HISTOIRE LOCALE – Votre hebdomadaire Beauport Express présente cette semaine sa deuxième chronique à caractère historique «Beauport d’hier et d’aujourd’hui» en présentant à l’aide de photos anciennes et contemporaines, prises d’un même angle de vue, les changements qui ont eu lieu au fil des ans sur le territoire de l’arrondissement de Beauport. Dans cette édition, une ancienne beurrerie des années 1920 de l’avenue Royale devient un commerce de vente d’automobiles, une station d’essence et un garage de mécanique générale.

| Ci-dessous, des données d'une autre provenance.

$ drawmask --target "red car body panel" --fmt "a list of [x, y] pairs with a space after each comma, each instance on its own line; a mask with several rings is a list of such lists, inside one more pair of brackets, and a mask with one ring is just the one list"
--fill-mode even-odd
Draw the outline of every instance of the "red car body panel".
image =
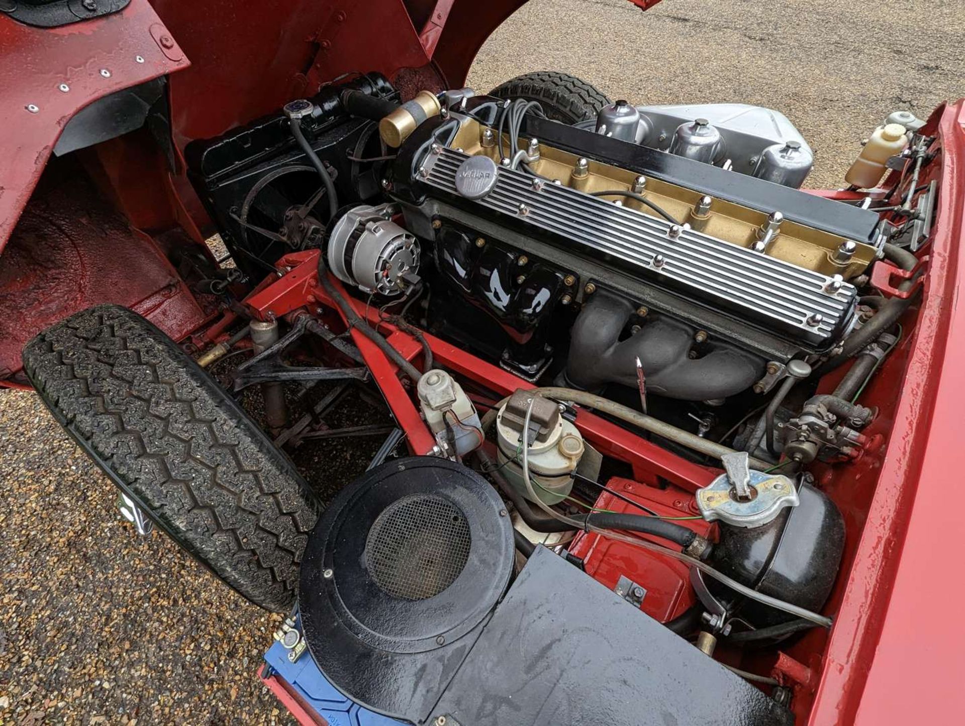
[[[222, 133], [352, 71], [379, 71], [407, 95], [459, 86], [485, 38], [523, 2], [155, 0], [152, 7], [131, 0], [120, 13], [51, 30], [0, 15], [0, 249], [11, 239], [0, 256], [0, 321], [6, 321], [0, 323], [0, 385], [22, 380], [14, 374], [23, 341], [97, 302], [134, 308], [176, 339], [210, 319], [213, 310], [195, 300], [163, 252], [172, 234], [200, 244], [212, 231], [184, 176], [179, 152], [189, 141]], [[655, 4], [631, 2], [644, 9]], [[57, 175], [63, 170], [48, 172], [51, 178], [31, 196], [77, 111], [162, 75], [169, 79], [176, 168], [146, 151], [136, 133], [81, 156], [101, 199], [126, 227], [92, 223], [70, 211], [71, 202], [84, 198]], [[965, 637], [950, 621], [951, 607], [945, 617], [935, 613], [963, 590], [953, 569], [961, 515], [956, 483], [949, 480], [958, 463], [965, 399], [959, 372], [965, 303], [958, 295], [965, 274], [965, 104], [940, 109], [930, 123], [943, 146], [941, 193], [914, 335], [868, 389], [869, 400], [885, 412], [877, 450], [869, 447], [862, 460], [828, 468], [821, 477], [839, 503], [855, 502], [850, 510], [842, 507], [854, 541], [828, 606], [836, 624], [830, 638], [809, 634], [776, 668], [796, 680], [805, 697], [795, 699], [795, 710], [815, 725], [948, 721], [965, 672]], [[28, 202], [33, 208], [24, 212]], [[69, 214], [50, 213], [65, 208]], [[48, 239], [54, 243], [43, 258], [32, 256]], [[323, 301], [311, 279], [311, 255], [290, 255], [292, 272], [279, 281], [284, 284], [252, 298], [252, 309], [263, 314], [277, 308], [273, 311], [284, 315], [309, 293]], [[394, 342], [403, 352], [409, 346], [410, 357], [418, 354], [401, 334]], [[356, 343], [380, 385], [399, 389], [389, 396], [394, 413], [414, 450], [425, 453], [431, 436], [394, 366], [368, 340]], [[431, 344], [443, 364], [501, 394], [527, 386], [445, 341], [431, 338]], [[659, 475], [692, 491], [716, 473], [590, 414], [581, 413], [579, 423], [605, 453], [629, 462], [639, 481]], [[821, 652], [823, 659], [814, 657]]]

Des recherches effectuées dans des documents d’archives appuyées de quelques rencontres avec des personnes âgées de 90 ans et plus de Beauport ont permis d’apprendre au cours des dernières semaines qu’une ancienne beurrerie était située sur l’avenue Royale, à l’angle ouest de la rue Duchesnay. Appartenant à Elsa Geggie, une dame anglophone qui demeurait en face dans le somptueux Manoir Salaberry, incendié dans les années 1960, cette beurrerie était exploitée par la famille d’un dénommé Paradis qui comptait plusieurs enfants. Comme à cette époque les champs s’étendaient au sud de l’avenue Royale jusqu’à la grève du fleuve Saint-Laurent, les vaches pouvaient brouter sur les terrains du vaste domaine du Manoir Salaberry.

Les garages Alfred Ménard et Roch Guillot

Alfred Ménard y ouvre ensuite vers 1950 avec ses deux frères, Jean-Paul et Roland, un commerce de vente d’autos usagées et de pièces où travaillent huit employés. Son épouse, Rolande Harvey-Ménard, 90 ans, se rappelle encore que les pompes à essence étaient de la compagnie White Rose et que le gaz se vendait à 19 cents le gallon, soit l’équivalent de quatre litres aujourd’hui, et que son mari avait vendu du gaz à crédit comme cela était coutume dans le temps pour accommoder les clients. Elle note aussi qu’il fallait débourser environ 3 000 $ pour l’achat d’une auto neuve.

En 1962, Roch Guillot devient propriétaire du commerce et y augmente les services de mécanique générale. Tous les membres de la famille, cinq gars, Benoit, Daniel, Bernard, Gilles et Marcel, et une fille, Micheline, y travailleront pour répondre aux besoins croissants des automobilistes et faire un succès de la station-service sous les bannières de British Petroleum (BP), Pétro Canada et EKO. Bernard tiendra le flambeau en prenant la relève de 1985 à 2006 avant de vendre le commerce à Patrick Dubé et Robin Thibault, qui l’exploiteront quelques années avant de le revendre au propriétaire actuel Maxim Trudel Giguère.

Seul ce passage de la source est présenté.